I wonder if this is analogous to the central limit theorem. It is sufficient to assume i.i.d. to prove the central limit theorem. But one can find multiple proofs of the central limit theorem using the assumption of adequate mixing and ergodicity.

I do not ask this be be a contrarian or to be purely theoretical. In fact, I would be happy with any further discussion of the practical limitations for things that happen to have a time-stamp on them but are made stationary.

But I would also be happy to know of any definite theoretical information (e.g., proofs) that suggests the i.i.d. assumption is necessary and the presence of adequate mixing is never sufficient (or may be sufficient).

Thank you.
-Jim


#9

That’s a good point that I don’t think has seen much research. AFAIK all theoretical analyses of gradient boosting optimization assume the data are i.i.d., I’m not aware of any relaxations to that assumption.

If you want a good analysis of the gradient boosting optimization process, including convergence proofs, I’d recommend Optimization by gradient boosting by Biau and Cadet. You will see there in Section 2.1 that their whole analysis relies on the i.i.d. data assumption.


#10

Thank you for the reference!

In addition to addressing my theoretical question it addresses some of my practical considerations regarding validation and early stopping.

They found that with adequate regularization early stopping may not be necessary.

I have found that with a large enough min_child_weight early stopping may be less necessary. I am still looking into this. And unlike the authors, I am not prepared to let the program run indefinitely without concerns about overfitting.

But definitely helpful all around.

Thanks.

-Jim


#11

Thank you for detailed response.

I understand how to implement ARIMA, NNs or FB Prophet for time-series forecasting. I want to try additional solutions.

As for XGBoost the code that I have provided works fine, but I don’t understand how to do a “predict next X days with this model” action. Due to its scores I wanted to try it, but I don’t understand how.
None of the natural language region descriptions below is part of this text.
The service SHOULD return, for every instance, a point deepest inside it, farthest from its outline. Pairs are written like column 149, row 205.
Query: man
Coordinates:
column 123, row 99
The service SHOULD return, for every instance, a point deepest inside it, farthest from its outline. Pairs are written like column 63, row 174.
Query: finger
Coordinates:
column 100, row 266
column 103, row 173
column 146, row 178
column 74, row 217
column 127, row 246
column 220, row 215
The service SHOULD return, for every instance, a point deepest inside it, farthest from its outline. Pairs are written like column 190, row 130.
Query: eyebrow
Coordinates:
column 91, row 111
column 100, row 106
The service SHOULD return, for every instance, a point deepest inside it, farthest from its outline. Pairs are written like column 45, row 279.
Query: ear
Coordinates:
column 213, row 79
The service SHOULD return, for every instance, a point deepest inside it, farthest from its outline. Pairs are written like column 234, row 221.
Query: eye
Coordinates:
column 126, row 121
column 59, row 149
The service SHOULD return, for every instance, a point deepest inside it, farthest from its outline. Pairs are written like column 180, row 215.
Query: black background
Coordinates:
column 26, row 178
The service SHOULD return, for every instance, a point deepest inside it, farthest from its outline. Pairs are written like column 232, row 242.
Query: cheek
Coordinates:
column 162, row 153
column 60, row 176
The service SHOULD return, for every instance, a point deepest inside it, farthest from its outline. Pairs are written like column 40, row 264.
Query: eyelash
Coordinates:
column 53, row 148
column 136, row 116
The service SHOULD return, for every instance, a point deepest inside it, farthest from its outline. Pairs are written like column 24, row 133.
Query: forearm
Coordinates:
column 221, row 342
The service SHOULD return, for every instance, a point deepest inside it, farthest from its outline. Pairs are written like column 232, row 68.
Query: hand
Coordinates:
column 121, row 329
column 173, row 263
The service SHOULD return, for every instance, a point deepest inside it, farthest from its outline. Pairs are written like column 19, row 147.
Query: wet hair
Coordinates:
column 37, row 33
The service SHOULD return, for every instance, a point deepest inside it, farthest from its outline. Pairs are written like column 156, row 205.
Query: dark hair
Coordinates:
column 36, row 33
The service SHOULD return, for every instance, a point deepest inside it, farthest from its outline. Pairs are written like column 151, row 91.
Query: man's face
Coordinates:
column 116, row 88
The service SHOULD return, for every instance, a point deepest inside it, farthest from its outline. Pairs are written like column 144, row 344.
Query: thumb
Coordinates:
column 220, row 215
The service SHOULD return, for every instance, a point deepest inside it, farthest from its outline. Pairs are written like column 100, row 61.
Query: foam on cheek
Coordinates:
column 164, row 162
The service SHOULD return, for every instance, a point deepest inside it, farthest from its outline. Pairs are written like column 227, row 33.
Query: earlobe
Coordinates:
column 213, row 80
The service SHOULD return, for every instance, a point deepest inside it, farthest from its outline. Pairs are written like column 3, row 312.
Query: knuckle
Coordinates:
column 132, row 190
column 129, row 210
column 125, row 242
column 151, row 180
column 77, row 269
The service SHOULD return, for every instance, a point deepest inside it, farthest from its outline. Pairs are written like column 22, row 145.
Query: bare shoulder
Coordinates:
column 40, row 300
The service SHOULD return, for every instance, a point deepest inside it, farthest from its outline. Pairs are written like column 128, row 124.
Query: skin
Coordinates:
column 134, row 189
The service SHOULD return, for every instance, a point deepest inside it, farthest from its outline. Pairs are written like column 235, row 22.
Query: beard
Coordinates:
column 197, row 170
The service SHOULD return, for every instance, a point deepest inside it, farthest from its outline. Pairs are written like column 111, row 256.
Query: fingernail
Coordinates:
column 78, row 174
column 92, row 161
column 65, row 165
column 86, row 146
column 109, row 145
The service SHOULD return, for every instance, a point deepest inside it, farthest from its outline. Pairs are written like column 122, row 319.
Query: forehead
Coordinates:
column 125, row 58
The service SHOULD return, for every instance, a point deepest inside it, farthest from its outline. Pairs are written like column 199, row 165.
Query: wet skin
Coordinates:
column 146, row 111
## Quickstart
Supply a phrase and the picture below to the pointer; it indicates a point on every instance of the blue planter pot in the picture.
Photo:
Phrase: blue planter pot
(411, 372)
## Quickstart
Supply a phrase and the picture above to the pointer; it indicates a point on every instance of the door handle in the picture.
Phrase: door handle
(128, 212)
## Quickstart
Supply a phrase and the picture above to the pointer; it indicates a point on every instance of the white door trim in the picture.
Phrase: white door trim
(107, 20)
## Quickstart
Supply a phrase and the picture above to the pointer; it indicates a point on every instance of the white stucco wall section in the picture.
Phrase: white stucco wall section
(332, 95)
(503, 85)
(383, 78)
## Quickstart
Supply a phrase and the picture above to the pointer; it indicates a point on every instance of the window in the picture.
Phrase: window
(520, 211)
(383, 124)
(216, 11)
All Kaggle/github examples that I could find stop at calculating scores for the model, but they don’t provide details about actually using these models for future predictions.


#12

@skybullet for fully unlabeled data you might need to do sequential prediction, i.e. use the prediction made for day t+1 as a feature for day t+2, and the prediction made for day t+2 as a feature for day t+3.


#13

I totally agree with you. However, I don’t know how to properly code it. I could not find any example.